Davalı, davacı ile hukuki ilişkisi bulunmadığını, kredi kullanarak taşınmazı satın aldığını belirterek, davanın reddini savunmuştur.

III. İLK DERECE MAHKEMESİ KARARI

Kuşadası 3. Asliye Hukuk Mahkemesinin 09.05.2019 tarihli ve 2017/496 E., 2019/316 K. sayılı kararıyla; davacının dava konusu taşınmazı hataya düşürülerek satın aldığı yönündeki iddiasının muhatabının davalı olmadığı, davacının iradesinin hata sebebiyle sakatlanmasında davalının hiç bir etkisinin bulunmadığı, davanın 1 yıllık hak düşürücü süre geçtikten sonra ve sözleşmenin tarafı olmayan üçüncü kişiye karşı açıldığı ve takas talebini karşılıklı borç ve alacak bağı olmayan davalıya yöneltmesinin hukuki dayanağı bulunmadığı gerekçesiyle davanın reddine karar verilmiştir.

IV. İSTİNAF

1. İstinaf Yoluna Başvuranlar

İlk Derece Mahkemesinin yukarıda belirtilen kararına karşı süresi içinde davacı vekili istinaf başvurusunda bulunmuştur.

2.İstinaf Nedenleri

Davacı vekili, müvekkilinin davaya konu 7 no.lu bağımsız bölümü gezip, görerek satın alıp taşındığını, Almanya’da yaşadığı için tapu kayıtlarında gerekli inceleme ve araştırmayı yapamadığını, davalının da 4 no.lu bağımsız bölümü satın alıp taşındığını, hataya düşürüldüğünü 2017 yılı Şubat ayında öğrendiğini, İlk Derece Mahkemesince davanın 1 yıllık hak düşürücü sürede açılmadığı yönündeki gerekçesinin hatalı olduğunu, davalının davacı aleyhine sebepsiz zenginleşmiş olması nedeniyle açılan davanın doğru kişiye yöneltildiğini belirterek, davanın kabulüne karar verilmesini istemiştir.

3. Gerekçe ve Sonuç

İzmir Bölge Adliye Mahkemesi 1. Hukuk Dairesinin 22.02.2022 tarihli 2019/2278 E., 2022/439 K., sayılı kararıyla; dosya içeriğine, toplanan delillere, hükmün dayandığı yasal ve hukuksal gerekçeye ve özellikle delillerin takdirinde bir isabetsizlik bulunmamasına göre; İlk Derece Mahkemesince verilen kararın usul ve esas yönünden hukuka uygun olduğu gerekçesiyle istinaf başvurusunun esastan reddine karar verilmiştir.

V. TEMYİZ

1.Temyiz Yoluna Başvuranlar

Bölge Adliye Mahkemesinin yukarıda belirtilen kararına karşı süresi içinde davacı vekili temyiz isteminde bulunmuştur.

2. Temyiz Nedenleri

Davacı vekili, istinaf talepli dilekçesinde ileri sürdüğü nedenleri tekrarla kararın bozulmasını talep etmiştir.

3. Gerekçe

3.1. Uyuşmazlık ve Hukuki Nitelendirme

Uyuşmazlık, hata hukuki nedenine dayalı tapu iptali ve tescil istemine ilişkindir.

3.2. İlgili Hukuk

3.2.1. Bilindiği üzere sözleşmenin konusu, niteliği ve ödenecek miktar gibi hususlarda dikkatsizliği veya bilgisizliği sonucu gerçek iradesine uymayan beyanda bulunmak suretiyle esaslı hataya düşen tarafın sözleşme ile bağlı sayılamayacağı kuşkusuzdur.
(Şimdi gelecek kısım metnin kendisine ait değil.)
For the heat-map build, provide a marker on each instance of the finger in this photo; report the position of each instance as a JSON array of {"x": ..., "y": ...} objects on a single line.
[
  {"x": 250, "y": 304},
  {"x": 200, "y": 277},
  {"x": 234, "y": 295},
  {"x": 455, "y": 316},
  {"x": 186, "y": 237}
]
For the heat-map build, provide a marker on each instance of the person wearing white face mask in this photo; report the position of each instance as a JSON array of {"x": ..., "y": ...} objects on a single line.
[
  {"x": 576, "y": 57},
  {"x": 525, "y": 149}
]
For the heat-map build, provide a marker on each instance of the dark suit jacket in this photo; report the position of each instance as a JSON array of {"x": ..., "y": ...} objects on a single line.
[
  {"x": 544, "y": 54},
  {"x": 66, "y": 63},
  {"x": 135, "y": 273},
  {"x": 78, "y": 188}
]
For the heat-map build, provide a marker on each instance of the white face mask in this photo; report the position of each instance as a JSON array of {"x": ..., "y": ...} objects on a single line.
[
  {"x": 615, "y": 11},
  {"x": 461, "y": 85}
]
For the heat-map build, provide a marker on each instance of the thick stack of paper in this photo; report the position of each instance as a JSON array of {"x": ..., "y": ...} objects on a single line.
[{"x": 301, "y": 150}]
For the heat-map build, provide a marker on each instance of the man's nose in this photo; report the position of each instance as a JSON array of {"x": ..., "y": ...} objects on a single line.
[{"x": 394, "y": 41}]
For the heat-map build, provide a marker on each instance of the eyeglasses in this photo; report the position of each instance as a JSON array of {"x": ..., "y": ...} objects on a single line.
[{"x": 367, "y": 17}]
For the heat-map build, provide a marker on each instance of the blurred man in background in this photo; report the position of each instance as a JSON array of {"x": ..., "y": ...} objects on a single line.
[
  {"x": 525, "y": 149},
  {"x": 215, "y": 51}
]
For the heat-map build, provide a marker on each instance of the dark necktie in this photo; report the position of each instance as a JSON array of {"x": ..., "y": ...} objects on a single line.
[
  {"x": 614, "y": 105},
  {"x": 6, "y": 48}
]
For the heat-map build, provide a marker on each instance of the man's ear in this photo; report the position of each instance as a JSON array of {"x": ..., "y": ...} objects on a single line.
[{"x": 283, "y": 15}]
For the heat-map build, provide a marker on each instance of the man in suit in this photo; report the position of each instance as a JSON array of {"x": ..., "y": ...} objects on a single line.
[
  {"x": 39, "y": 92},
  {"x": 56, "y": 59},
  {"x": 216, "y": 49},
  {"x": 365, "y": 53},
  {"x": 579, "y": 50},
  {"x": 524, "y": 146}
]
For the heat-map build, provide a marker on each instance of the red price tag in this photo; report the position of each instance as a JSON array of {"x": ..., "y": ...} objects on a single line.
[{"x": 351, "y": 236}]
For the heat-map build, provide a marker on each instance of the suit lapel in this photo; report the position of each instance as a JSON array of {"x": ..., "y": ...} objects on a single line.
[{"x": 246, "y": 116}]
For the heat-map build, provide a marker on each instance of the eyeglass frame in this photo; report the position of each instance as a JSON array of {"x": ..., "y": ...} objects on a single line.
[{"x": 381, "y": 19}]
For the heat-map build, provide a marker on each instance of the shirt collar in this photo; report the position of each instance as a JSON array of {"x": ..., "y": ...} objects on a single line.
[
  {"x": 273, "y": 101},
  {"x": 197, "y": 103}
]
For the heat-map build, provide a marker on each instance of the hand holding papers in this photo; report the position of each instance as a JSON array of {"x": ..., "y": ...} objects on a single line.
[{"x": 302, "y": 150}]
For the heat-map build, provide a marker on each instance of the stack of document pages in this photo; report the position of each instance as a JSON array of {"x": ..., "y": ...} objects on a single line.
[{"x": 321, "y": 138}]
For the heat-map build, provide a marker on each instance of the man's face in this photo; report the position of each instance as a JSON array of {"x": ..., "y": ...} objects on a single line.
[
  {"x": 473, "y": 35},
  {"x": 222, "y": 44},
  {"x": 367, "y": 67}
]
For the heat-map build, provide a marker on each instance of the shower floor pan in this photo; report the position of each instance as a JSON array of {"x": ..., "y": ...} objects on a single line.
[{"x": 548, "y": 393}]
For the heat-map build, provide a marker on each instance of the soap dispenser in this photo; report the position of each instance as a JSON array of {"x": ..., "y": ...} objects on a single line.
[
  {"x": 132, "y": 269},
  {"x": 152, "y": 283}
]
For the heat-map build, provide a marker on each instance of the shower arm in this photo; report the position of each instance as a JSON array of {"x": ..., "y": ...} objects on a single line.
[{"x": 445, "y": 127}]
Kısaca iç irade ile açıklanan irade arasındaki bilmeyerek yapılan uyumsuzluk olarak tanımlanan hatanın (yanılmanın) esaslı kabul edilebilmesi için, uygulamada ve bilimsel alanda ortaklaşa benimsendiği gibi, girişilen taahhüdün başlıca sebebini teşkil etmesi, daha açık söyleyişle hem yanılgıya düşen taraf, yönünden (sübjektif unsur), hem de iş hayatındaki dürüstlük kuralları (objektif unsur) açısından, hataya düşülmese idi böyle bir sözleşmenin hiç veya açıklanan biçimde yapılmayacağının ispatlanması zorunludur.

Bu koşulların varlığı halinde hataya düşen taraf, isterse iptal hakkını kullanmak suretiyle hukuki ilişkiyi geçmişe etkili (makable şamil) olarak ortadan kaldırılabilir ve verdiği şeyi geri isteyebilir. Yeter ki hatanın ileri sürülmesi TBK'nın 35. ve TMK'nın 2. maddesinde hükme bağlanan dürüstlük kuralına aykırı olmasın.

Hemen belirtmek gerekir ki, sözleşme yapılırken hataya düşen tarafın kusurlu bulunması sözleşmenin iptaline engel değildir. Ne var ki, TBK'nın 35. maddesinde öngörüldüğü gibi hatayı bilmeyen veya bilecek durumda bulunmayan ve kusursuz olan karşı tarafın menfi, gerektiğinde müspet zararının ödenmesi gerekir.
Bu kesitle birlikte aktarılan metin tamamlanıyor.